But why not compare ATA to translators associations in other countries instead? “In other countries, translators and interpreters are protected by the government because you have to be government-approved,” Wozniak said, but in the US, “that system just doesn’t apply.”

Wozniak said that from the Board’s point of view, one goal of decoupling is to spread awareness to the general public and translators’ clients “that the CT [Certified Translator] designation is a top-quality distinguishing characteristic of a true, professional translator.”

Sette, who is ATA-certified in three language pairs, doubts that decoupling is the answer. “These recommendations are from a 20-year-old report, unsupported with concrete examples. I don’t think that’s going to improve the credential,” he said.

Members Only?

Wozniak acknowledged that some of the opposition to decoupling goes beyond a lack of information about logistics. “There’s also a group of people who’ve been against decoupling from the beginning,” Wozniak said. “They strongly feel that if you want to use the CT credential, you have to be supporting ATA by paying dues.”

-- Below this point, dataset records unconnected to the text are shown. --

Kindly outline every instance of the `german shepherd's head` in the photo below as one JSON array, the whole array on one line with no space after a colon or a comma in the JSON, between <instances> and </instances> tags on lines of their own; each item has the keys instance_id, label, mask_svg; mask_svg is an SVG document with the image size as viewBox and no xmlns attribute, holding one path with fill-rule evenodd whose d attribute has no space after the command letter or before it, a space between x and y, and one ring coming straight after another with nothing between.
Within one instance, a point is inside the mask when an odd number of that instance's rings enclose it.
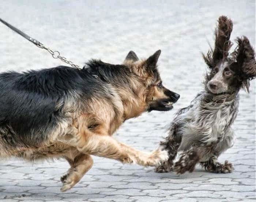
<instances>
[{"instance_id":1,"label":"german shepherd's head","mask_svg":"<svg viewBox=\"0 0 256 202\"><path fill-rule=\"evenodd\" d=\"M165 87L157 69L157 63L161 53L158 50L147 59L139 60L136 54L131 51L124 64L128 66L131 71L139 77L144 86L140 93L143 95L146 110L168 111L173 108L173 104L180 98L180 95Z\"/></svg>"}]
</instances>

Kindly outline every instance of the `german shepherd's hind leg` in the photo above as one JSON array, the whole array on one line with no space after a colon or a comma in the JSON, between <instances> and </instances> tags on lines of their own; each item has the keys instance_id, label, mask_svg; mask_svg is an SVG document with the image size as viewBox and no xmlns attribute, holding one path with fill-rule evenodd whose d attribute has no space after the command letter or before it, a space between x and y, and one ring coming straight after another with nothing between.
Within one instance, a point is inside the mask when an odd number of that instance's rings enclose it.
<instances>
[{"instance_id":1,"label":"german shepherd's hind leg","mask_svg":"<svg viewBox=\"0 0 256 202\"><path fill-rule=\"evenodd\" d=\"M67 173L60 178L62 187L60 190L66 191L76 184L93 166L93 162L91 157L88 154L80 153L71 159L67 157L71 168Z\"/></svg>"},{"instance_id":2,"label":"german shepherd's hind leg","mask_svg":"<svg viewBox=\"0 0 256 202\"><path fill-rule=\"evenodd\" d=\"M156 167L155 171L157 172L167 172L173 168L173 161L177 155L177 151L181 141L181 137L177 137L176 132L176 126L173 125L171 128L170 135L163 141L160 143L160 148L162 150L167 151L168 159Z\"/></svg>"},{"instance_id":3,"label":"german shepherd's hind leg","mask_svg":"<svg viewBox=\"0 0 256 202\"><path fill-rule=\"evenodd\" d=\"M202 162L200 164L206 171L217 173L229 173L234 170L232 164L225 161L224 164L219 163L215 156L211 157L208 161Z\"/></svg>"}]
</instances>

The issue that goes to the heart of the most recent developments in the decoupling controversy, however, is the interpretation of ATA’s bylaws, where taking the certification exam is listed as a right of ATA members. This raises the question: Is it a right exclusive to members, or is it simply one of many rights that members hold?

“The wording is ambiguous enough that you can have an honest disagreement about that” — Ted Wozniak, ATA President-Elect

According to Wozniak, “The wording is ambiguous enough that you can have an honest disagreement about that. We have an opinion from our attorneys that the Board has the authority to do it (decoupling the exam) because the bylaws don’t say that they can’t.”

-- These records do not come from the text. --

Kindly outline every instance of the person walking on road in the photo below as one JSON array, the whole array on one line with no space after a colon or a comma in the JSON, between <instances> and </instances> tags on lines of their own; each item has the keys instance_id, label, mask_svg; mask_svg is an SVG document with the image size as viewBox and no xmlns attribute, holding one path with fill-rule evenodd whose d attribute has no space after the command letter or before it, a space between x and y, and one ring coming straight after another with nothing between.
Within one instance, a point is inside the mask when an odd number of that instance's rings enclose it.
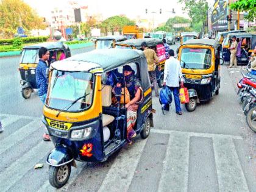
<instances>
[{"instance_id":1,"label":"person walking on road","mask_svg":"<svg viewBox=\"0 0 256 192\"><path fill-rule=\"evenodd\" d=\"M181 83L183 84L182 69L179 61L174 57L174 51L172 49L169 50L169 59L165 62L163 86L167 86L172 92L176 113L182 115L182 112L179 94L180 80Z\"/></svg>"},{"instance_id":2,"label":"person walking on road","mask_svg":"<svg viewBox=\"0 0 256 192\"><path fill-rule=\"evenodd\" d=\"M151 82L152 83L155 92L155 96L158 96L158 87L157 82L157 77L155 74L156 63L158 62L158 58L155 52L148 46L147 43L143 42L141 47L145 54L146 59L148 63L148 69Z\"/></svg>"},{"instance_id":3,"label":"person walking on road","mask_svg":"<svg viewBox=\"0 0 256 192\"><path fill-rule=\"evenodd\" d=\"M236 51L237 51L237 41L236 41L236 37L235 36L232 37L232 43L231 44L230 47L229 48L230 50L231 55L230 55L230 65L228 67L229 68L231 68L234 65L234 67L237 66L237 62L236 62Z\"/></svg>"},{"instance_id":4,"label":"person walking on road","mask_svg":"<svg viewBox=\"0 0 256 192\"><path fill-rule=\"evenodd\" d=\"M39 62L35 69L35 76L37 87L38 88L39 98L43 104L44 104L48 88L48 77L46 76L46 69L48 68L47 61L50 57L50 52L46 48L41 47L39 49L38 55ZM51 141L51 138L47 130L43 135L43 140L44 141Z\"/></svg>"}]
</instances>

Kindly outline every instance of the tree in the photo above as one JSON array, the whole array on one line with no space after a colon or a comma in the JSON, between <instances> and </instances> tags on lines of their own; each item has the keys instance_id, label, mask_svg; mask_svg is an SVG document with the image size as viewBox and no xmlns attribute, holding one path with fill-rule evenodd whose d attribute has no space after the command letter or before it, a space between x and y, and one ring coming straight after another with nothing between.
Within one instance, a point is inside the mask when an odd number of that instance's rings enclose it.
<instances>
[{"instance_id":1,"label":"tree","mask_svg":"<svg viewBox=\"0 0 256 192\"><path fill-rule=\"evenodd\" d=\"M247 12L248 15L244 16L244 18L249 21L254 22L256 18L255 0L238 0L231 4L230 9Z\"/></svg>"},{"instance_id":2,"label":"tree","mask_svg":"<svg viewBox=\"0 0 256 192\"><path fill-rule=\"evenodd\" d=\"M174 31L184 31L185 27L174 28L173 25L178 23L190 23L190 20L186 19L182 16L176 16L174 18L169 18L166 23L166 26L168 26L170 30Z\"/></svg>"},{"instance_id":3,"label":"tree","mask_svg":"<svg viewBox=\"0 0 256 192\"><path fill-rule=\"evenodd\" d=\"M134 26L135 22L130 20L124 16L113 16L103 21L101 24L101 28L107 33L107 31L111 31L112 34L114 32L119 31L121 32L125 26Z\"/></svg>"},{"instance_id":4,"label":"tree","mask_svg":"<svg viewBox=\"0 0 256 192\"><path fill-rule=\"evenodd\" d=\"M207 21L208 9L207 0L179 0L179 2L185 4L183 10L188 12L192 20L192 28L199 32L199 29Z\"/></svg>"},{"instance_id":5,"label":"tree","mask_svg":"<svg viewBox=\"0 0 256 192\"><path fill-rule=\"evenodd\" d=\"M0 34L4 38L13 37L17 28L26 30L45 29L43 18L21 0L2 0L0 2Z\"/></svg>"}]
</instances>

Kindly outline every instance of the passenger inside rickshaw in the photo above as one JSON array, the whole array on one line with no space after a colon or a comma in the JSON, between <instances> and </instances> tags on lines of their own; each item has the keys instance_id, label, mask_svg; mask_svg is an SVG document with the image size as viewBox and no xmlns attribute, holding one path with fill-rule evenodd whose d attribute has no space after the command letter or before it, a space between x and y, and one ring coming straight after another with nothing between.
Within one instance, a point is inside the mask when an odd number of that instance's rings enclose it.
<instances>
[{"instance_id":1,"label":"passenger inside rickshaw","mask_svg":"<svg viewBox=\"0 0 256 192\"><path fill-rule=\"evenodd\" d=\"M138 77L139 73L137 71L137 65L135 63L114 69L108 74L115 75L118 73L119 75L121 74L123 77L116 76L117 82L113 87L109 85L102 85L104 87L102 93L102 106L104 106L103 126L107 126L110 130L110 141L113 139L116 140L121 137L120 135L123 135L123 137L126 137L128 143L131 144L132 138L136 136L133 128L136 124L138 104L143 98L141 84ZM107 76L107 78L109 76ZM126 89L127 89L126 92ZM112 100L110 103L109 98L111 97L112 98L110 99ZM104 101L106 99L108 101L107 105L104 104L105 102ZM126 110L127 110L126 118ZM121 132L122 129L120 129L124 125L125 121L127 122L126 136L124 136L124 133ZM107 133L105 134L107 135L108 135L108 131L106 130L107 128L104 128L105 132ZM104 138L105 140L106 140Z\"/></svg>"}]
</instances>

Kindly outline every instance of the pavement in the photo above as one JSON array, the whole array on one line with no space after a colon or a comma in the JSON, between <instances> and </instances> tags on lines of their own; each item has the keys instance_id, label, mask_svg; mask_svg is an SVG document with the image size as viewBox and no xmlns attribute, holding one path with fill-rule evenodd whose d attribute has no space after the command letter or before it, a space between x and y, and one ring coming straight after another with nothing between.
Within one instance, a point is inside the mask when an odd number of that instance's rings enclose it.
<instances>
[{"instance_id":1,"label":"pavement","mask_svg":"<svg viewBox=\"0 0 256 192\"><path fill-rule=\"evenodd\" d=\"M172 46L176 50L177 45ZM88 50L82 50L80 52ZM247 126L235 84L240 68L221 66L219 94L193 112L163 115L153 91L155 127L102 163L77 162L68 183L48 181L41 105L20 92L18 59L0 60L0 191L256 191L256 134ZM34 166L44 166L34 169Z\"/></svg>"}]
</instances>

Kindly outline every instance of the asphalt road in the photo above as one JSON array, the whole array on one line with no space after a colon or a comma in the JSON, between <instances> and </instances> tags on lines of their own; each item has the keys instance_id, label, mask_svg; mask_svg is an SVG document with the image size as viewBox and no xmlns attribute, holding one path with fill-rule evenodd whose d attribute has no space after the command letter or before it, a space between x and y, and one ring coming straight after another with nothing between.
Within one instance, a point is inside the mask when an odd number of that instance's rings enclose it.
<instances>
[{"instance_id":1,"label":"asphalt road","mask_svg":"<svg viewBox=\"0 0 256 192\"><path fill-rule=\"evenodd\" d=\"M0 191L55 191L46 163L53 145L41 141L41 104L37 93L22 98L18 62L18 57L0 59L0 119L5 129L0 133ZM138 136L105 162L77 162L69 182L57 191L256 191L256 137L237 99L236 71L222 66L219 94L192 113L183 106L179 116L172 105L163 115L154 97L155 127L147 140ZM44 166L34 169L38 163Z\"/></svg>"}]
</instances>

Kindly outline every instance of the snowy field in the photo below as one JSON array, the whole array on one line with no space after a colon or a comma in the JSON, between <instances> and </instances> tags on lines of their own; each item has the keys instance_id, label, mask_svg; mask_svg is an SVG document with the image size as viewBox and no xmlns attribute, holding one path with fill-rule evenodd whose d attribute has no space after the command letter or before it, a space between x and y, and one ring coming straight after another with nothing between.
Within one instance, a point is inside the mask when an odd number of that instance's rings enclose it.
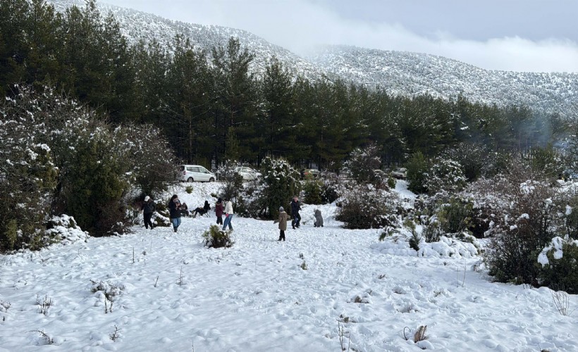
<instances>
[{"instance_id":1,"label":"snowy field","mask_svg":"<svg viewBox=\"0 0 578 352\"><path fill-rule=\"evenodd\" d=\"M214 203L218 186L180 198ZM136 226L0 256L0 351L578 351L578 311L560 314L548 289L491 282L466 245L417 256L319 208L325 227L306 206L286 242L273 221L235 217L233 247L205 248L211 212L177 233Z\"/></svg>"}]
</instances>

Not all members agree with this interpretation. Sette, for his part, believes a vote should have been the first step. “There have been 75 board meetings in the past 20 years. You’ve had 75 opportunities to ask the members. We have nearly 2,000 certified members and I daresay 80% of them have an opinion on it one way or the other,” Sette said.

Countering calls for a vote, the Board plans to propose a bylaws amendment on the 2020 ballot that would clarify that taking the exam is not an exclusive membership right.

The resolution Sette and his colleagues have proposed states the opposite; that taking the exam is an exclusive right of members. If Sette and his colleagues collect the required 50 signatures for their resolution, Wozniak said, “It’s possible there might be two competing bylaw amendments next year. We’ll see how that shakes out.”